O presidente [Lyndon Johnsson] sabia que Hoover havia gravado as atividades sexuais de King. Hoover estava usando essas informações como maneira de desgraçar King junto à Casa Branca, o Congresso e em sua própria casa.

Pior, o FBI estava encorajando King a cometer suicídio.

A guerra suja do FBI contra Martin Luther King
O diretor do FBI, J. Edgar Hoover, junto do presidente John F. Kennedy (esquerda) e seu irmão, o procurador geral Robert F. Kennedy (direita) (Foto: Daily Mail)

Hoover continuou alimentando Johnson (que se tornou presidente após o assassinato de JFK em 1963) com informações, sugerindo que King era um fantoche comunista. Em 1967, quando o FBI montou uma operação para quebrar, desacreditar e neutralizar os chamados “grupos negros de ódio”, a agência focou na Conferência de Liderança Cristã no Sul, onde Hoover culpou King, publicamente, por incitar afro-americanos a causar tumultos. No ano seguinte, King foi assassinado por James Earl Ray, que subsequentemente escapou de uma caçada humana do FBI, sendo capturado, dois meses depois, pela Scotland Yard, na Inglaterra.
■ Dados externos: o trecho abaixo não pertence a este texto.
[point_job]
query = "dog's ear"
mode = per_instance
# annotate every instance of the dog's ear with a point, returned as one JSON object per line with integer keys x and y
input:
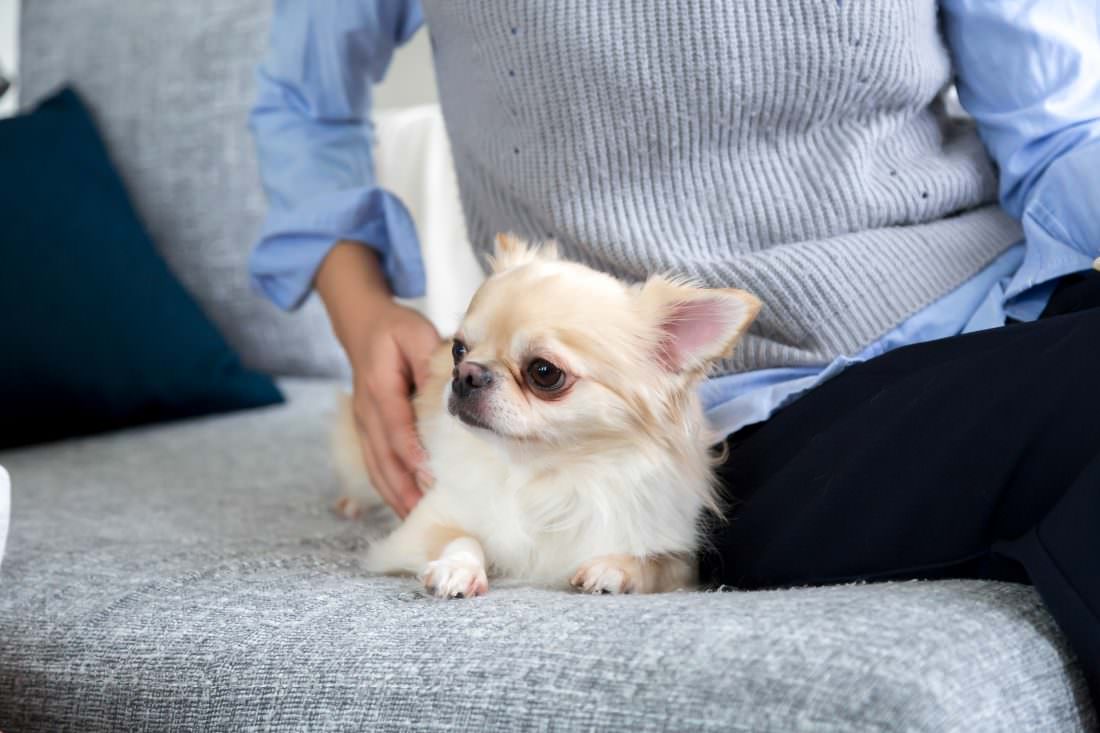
{"x": 696, "y": 325}
{"x": 510, "y": 252}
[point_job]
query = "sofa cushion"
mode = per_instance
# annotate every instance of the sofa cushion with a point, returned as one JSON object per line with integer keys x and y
{"x": 95, "y": 331}
{"x": 171, "y": 85}
{"x": 191, "y": 577}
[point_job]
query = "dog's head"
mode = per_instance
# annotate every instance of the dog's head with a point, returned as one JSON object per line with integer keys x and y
{"x": 554, "y": 353}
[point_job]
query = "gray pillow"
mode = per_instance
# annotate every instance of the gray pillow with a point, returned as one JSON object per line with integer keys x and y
{"x": 169, "y": 85}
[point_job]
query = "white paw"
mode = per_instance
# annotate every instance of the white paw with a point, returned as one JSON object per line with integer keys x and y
{"x": 604, "y": 576}
{"x": 454, "y": 577}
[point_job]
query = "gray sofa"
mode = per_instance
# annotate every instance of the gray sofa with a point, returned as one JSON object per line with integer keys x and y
{"x": 190, "y": 577}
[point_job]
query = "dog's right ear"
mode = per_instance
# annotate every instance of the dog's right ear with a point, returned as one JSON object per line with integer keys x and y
{"x": 512, "y": 252}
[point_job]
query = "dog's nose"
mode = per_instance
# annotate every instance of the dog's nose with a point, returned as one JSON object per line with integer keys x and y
{"x": 470, "y": 376}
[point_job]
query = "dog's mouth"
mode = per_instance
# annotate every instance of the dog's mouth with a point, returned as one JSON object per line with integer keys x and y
{"x": 455, "y": 407}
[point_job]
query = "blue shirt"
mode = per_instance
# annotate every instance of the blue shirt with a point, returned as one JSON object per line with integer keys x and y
{"x": 1026, "y": 72}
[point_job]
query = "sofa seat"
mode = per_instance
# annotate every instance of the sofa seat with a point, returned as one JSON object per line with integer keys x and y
{"x": 191, "y": 577}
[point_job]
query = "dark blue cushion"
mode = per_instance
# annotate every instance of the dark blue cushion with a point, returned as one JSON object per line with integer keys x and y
{"x": 96, "y": 332}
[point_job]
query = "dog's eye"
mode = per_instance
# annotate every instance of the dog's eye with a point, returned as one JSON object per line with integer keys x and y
{"x": 458, "y": 350}
{"x": 543, "y": 375}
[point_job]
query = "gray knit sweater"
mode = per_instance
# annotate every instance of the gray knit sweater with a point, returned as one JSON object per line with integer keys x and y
{"x": 796, "y": 149}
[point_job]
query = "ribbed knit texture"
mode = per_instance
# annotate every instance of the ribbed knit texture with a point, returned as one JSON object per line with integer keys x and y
{"x": 796, "y": 149}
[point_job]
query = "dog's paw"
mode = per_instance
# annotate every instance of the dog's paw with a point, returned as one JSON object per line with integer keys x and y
{"x": 454, "y": 577}
{"x": 606, "y": 575}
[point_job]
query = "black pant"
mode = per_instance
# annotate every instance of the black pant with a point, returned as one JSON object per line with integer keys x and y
{"x": 970, "y": 457}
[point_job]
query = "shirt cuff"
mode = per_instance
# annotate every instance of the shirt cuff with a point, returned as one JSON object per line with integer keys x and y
{"x": 295, "y": 242}
{"x": 1059, "y": 222}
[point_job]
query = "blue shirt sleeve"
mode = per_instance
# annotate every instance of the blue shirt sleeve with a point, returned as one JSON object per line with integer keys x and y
{"x": 314, "y": 139}
{"x": 1027, "y": 73}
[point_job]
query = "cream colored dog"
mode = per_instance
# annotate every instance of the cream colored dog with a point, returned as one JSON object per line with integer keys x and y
{"x": 563, "y": 431}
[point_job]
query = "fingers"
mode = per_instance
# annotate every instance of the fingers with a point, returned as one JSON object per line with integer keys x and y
{"x": 373, "y": 466}
{"x": 395, "y": 482}
{"x": 396, "y": 413}
{"x": 417, "y": 345}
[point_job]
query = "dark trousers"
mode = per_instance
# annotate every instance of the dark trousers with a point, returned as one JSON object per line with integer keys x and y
{"x": 970, "y": 457}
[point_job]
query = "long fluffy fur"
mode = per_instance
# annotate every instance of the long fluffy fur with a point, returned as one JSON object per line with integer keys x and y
{"x": 623, "y": 470}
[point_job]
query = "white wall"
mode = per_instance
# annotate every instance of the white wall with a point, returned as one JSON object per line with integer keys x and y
{"x": 410, "y": 79}
{"x": 9, "y": 51}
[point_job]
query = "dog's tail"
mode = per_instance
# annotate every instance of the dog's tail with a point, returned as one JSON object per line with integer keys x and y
{"x": 356, "y": 494}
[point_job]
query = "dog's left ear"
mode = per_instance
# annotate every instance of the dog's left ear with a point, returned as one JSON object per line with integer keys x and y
{"x": 510, "y": 251}
{"x": 697, "y": 325}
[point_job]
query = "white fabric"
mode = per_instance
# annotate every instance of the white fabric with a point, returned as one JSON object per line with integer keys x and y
{"x": 4, "y": 509}
{"x": 414, "y": 161}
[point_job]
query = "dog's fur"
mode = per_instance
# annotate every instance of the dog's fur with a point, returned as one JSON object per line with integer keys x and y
{"x": 600, "y": 483}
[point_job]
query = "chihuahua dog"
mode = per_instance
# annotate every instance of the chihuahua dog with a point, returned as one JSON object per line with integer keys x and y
{"x": 563, "y": 431}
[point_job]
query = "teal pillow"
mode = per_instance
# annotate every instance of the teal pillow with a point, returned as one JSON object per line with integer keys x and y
{"x": 96, "y": 334}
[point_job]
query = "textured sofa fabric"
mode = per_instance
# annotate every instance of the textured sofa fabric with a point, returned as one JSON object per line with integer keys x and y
{"x": 169, "y": 85}
{"x": 190, "y": 577}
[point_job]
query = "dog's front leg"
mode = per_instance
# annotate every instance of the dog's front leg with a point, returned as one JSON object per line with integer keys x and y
{"x": 628, "y": 573}
{"x": 459, "y": 571}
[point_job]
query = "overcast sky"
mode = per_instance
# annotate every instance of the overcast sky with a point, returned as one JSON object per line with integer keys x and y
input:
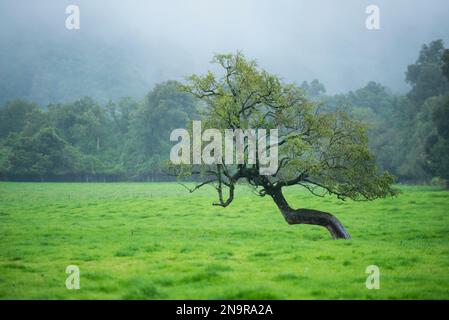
{"x": 298, "y": 40}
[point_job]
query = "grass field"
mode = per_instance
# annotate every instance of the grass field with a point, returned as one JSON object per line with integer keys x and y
{"x": 157, "y": 241}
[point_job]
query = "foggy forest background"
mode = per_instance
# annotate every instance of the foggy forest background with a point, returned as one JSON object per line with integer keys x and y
{"x": 99, "y": 104}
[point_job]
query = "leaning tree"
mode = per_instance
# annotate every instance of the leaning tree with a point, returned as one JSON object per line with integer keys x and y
{"x": 324, "y": 152}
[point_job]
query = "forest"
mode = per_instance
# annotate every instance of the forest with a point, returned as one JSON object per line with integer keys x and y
{"x": 128, "y": 139}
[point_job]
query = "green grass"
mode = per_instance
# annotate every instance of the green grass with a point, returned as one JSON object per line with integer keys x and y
{"x": 157, "y": 241}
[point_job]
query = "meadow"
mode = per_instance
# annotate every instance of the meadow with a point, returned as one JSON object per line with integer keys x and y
{"x": 158, "y": 241}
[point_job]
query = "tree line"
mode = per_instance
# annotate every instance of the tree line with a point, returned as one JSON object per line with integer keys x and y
{"x": 129, "y": 139}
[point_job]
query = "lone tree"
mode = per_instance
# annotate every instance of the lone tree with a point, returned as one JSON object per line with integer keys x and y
{"x": 323, "y": 152}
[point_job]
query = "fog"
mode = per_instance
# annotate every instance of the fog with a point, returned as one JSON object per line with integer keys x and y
{"x": 298, "y": 40}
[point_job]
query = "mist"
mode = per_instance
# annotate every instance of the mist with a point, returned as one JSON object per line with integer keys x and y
{"x": 160, "y": 40}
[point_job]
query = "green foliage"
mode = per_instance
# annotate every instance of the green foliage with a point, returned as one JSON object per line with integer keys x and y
{"x": 318, "y": 150}
{"x": 426, "y": 75}
{"x": 83, "y": 140}
{"x": 127, "y": 246}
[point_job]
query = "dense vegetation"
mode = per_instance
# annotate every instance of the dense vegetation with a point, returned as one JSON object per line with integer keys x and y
{"x": 128, "y": 139}
{"x": 156, "y": 241}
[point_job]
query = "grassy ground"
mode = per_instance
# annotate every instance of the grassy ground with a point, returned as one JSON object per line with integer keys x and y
{"x": 156, "y": 241}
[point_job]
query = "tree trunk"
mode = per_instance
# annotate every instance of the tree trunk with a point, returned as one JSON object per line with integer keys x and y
{"x": 309, "y": 216}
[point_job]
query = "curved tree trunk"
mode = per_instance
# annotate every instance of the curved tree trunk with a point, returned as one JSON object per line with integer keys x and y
{"x": 309, "y": 216}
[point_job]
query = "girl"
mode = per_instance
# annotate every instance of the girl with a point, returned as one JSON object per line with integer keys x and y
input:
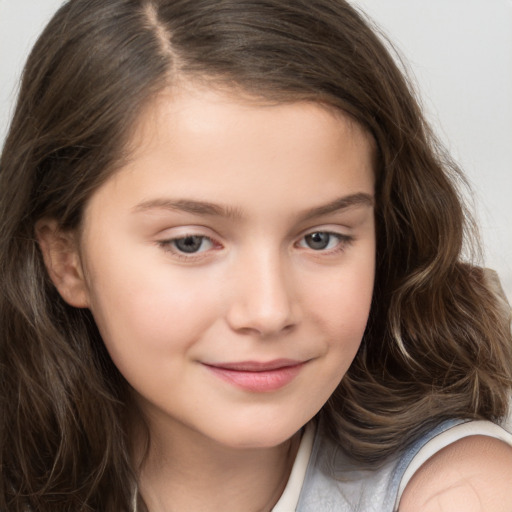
{"x": 232, "y": 275}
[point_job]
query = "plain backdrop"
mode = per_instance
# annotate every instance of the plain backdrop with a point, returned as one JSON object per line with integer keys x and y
{"x": 459, "y": 52}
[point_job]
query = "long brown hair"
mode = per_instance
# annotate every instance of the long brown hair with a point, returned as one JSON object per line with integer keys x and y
{"x": 436, "y": 345}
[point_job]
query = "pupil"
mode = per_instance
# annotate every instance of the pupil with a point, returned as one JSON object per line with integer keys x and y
{"x": 318, "y": 241}
{"x": 189, "y": 244}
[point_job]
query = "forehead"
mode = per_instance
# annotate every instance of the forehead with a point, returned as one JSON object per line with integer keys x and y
{"x": 197, "y": 109}
{"x": 205, "y": 145}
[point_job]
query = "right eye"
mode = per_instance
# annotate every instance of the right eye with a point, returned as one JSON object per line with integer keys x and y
{"x": 189, "y": 244}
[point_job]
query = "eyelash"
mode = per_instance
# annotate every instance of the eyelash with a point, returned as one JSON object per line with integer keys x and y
{"x": 169, "y": 245}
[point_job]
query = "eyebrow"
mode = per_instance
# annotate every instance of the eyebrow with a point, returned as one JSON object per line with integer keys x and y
{"x": 211, "y": 209}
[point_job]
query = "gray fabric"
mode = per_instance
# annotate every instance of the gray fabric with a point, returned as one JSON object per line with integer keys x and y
{"x": 333, "y": 483}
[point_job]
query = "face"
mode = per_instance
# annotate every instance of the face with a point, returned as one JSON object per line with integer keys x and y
{"x": 230, "y": 264}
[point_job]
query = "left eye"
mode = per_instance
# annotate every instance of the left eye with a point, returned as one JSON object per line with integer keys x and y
{"x": 191, "y": 244}
{"x": 321, "y": 240}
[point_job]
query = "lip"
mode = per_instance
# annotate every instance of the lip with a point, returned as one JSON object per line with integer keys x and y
{"x": 257, "y": 376}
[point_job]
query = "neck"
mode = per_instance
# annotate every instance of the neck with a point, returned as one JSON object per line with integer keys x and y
{"x": 185, "y": 471}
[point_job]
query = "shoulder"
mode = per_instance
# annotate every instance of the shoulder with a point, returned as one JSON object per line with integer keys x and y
{"x": 473, "y": 474}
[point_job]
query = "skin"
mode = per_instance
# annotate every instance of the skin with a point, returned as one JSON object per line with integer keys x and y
{"x": 257, "y": 289}
{"x": 471, "y": 475}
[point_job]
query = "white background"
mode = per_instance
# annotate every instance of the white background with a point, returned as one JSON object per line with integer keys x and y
{"x": 460, "y": 53}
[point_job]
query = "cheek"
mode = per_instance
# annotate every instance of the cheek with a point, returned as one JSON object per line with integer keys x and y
{"x": 144, "y": 313}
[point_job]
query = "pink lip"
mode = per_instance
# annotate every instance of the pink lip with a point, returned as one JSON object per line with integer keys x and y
{"x": 258, "y": 377}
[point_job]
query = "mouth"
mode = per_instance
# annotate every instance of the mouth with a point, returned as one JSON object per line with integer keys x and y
{"x": 257, "y": 376}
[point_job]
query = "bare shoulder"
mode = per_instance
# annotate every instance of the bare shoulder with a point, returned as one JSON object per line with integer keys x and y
{"x": 473, "y": 474}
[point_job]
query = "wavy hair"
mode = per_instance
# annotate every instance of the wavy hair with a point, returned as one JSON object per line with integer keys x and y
{"x": 436, "y": 345}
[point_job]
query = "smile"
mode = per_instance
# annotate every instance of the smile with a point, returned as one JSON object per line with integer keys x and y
{"x": 258, "y": 377}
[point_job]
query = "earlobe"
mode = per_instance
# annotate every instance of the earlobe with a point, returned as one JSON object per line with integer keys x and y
{"x": 62, "y": 261}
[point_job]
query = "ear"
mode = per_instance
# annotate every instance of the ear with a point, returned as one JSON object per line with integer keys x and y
{"x": 62, "y": 260}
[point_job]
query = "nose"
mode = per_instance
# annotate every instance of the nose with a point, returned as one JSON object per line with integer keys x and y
{"x": 263, "y": 296}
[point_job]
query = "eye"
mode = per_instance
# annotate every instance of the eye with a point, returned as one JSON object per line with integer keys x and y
{"x": 190, "y": 244}
{"x": 323, "y": 240}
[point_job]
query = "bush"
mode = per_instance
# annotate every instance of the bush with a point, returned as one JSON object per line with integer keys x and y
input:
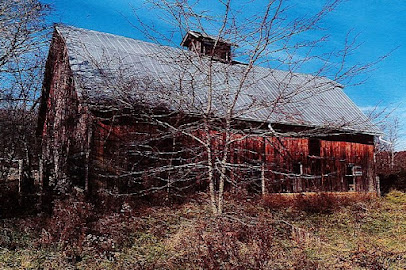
{"x": 277, "y": 201}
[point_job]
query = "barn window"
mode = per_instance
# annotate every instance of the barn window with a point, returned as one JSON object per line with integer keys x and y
{"x": 314, "y": 147}
{"x": 298, "y": 168}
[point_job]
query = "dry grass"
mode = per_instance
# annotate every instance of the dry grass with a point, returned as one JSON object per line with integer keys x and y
{"x": 321, "y": 231}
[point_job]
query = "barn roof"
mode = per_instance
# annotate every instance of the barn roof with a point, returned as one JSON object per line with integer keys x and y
{"x": 110, "y": 69}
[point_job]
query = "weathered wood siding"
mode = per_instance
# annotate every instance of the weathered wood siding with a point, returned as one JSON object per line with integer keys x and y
{"x": 63, "y": 124}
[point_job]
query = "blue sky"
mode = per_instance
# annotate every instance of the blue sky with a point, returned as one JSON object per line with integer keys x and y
{"x": 381, "y": 25}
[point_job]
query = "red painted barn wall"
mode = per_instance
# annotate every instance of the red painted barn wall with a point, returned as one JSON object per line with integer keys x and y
{"x": 288, "y": 164}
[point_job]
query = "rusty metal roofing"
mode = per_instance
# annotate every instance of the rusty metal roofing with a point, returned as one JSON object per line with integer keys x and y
{"x": 110, "y": 69}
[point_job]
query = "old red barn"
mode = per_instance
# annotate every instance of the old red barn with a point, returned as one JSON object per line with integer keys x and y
{"x": 138, "y": 117}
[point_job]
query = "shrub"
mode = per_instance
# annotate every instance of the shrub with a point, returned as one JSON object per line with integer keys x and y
{"x": 69, "y": 223}
{"x": 276, "y": 201}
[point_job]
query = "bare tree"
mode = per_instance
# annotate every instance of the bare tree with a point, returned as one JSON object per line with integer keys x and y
{"x": 170, "y": 118}
{"x": 23, "y": 35}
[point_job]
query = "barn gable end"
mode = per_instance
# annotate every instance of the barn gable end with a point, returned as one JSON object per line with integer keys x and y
{"x": 95, "y": 135}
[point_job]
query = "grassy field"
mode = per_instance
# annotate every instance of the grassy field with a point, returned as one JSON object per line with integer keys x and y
{"x": 319, "y": 231}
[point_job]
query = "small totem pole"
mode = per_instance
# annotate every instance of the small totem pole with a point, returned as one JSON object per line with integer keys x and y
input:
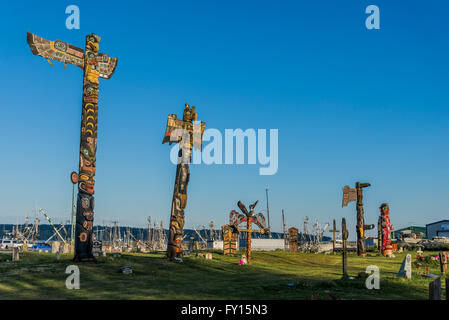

Enquanto a Marcha de Washington é ainda relembrada, cinco décadas depois, deve-se destacar que o sucesso de Luther King ocorreu em face de direta e ilimitável oposição de forças de dentro do governo dos EUA, acima de tudo, de Hoover, que não hesitou em abusar de seus poderes e usa-los de maneira sórdida e legalmente questionável para uma vingança contra Luther King.

Hoje, o quartel-general do FBI, no centro de Washington, é oficialmente chamado de Edifício J. Edgar Hoover, nomeado em homenagem ao paranoico chefe que caçou King e fez todo o possível para frustrar o movimento dos direitos civis. Em anos recentes, críticos propuseram apagar o nome de Hoover, mas o quartel-general ainda não foi “deshooverizado”. No final de 2012, foi reportado que os escritórios do FBI, que passou por reformas, podem ser demolidos para que um novo QG seja construído em outro lugar da cidade. Se assim o for, seria adequado que Hoover fosse levado junto com os escombros. Afinal de contas, há uma boa razão para que os norte-americanos hoje se lembrem – e celebrem  – as palavras e ações de King, enquanto a campanha suja e anti-americana contra King, permaneça nas sombras da História.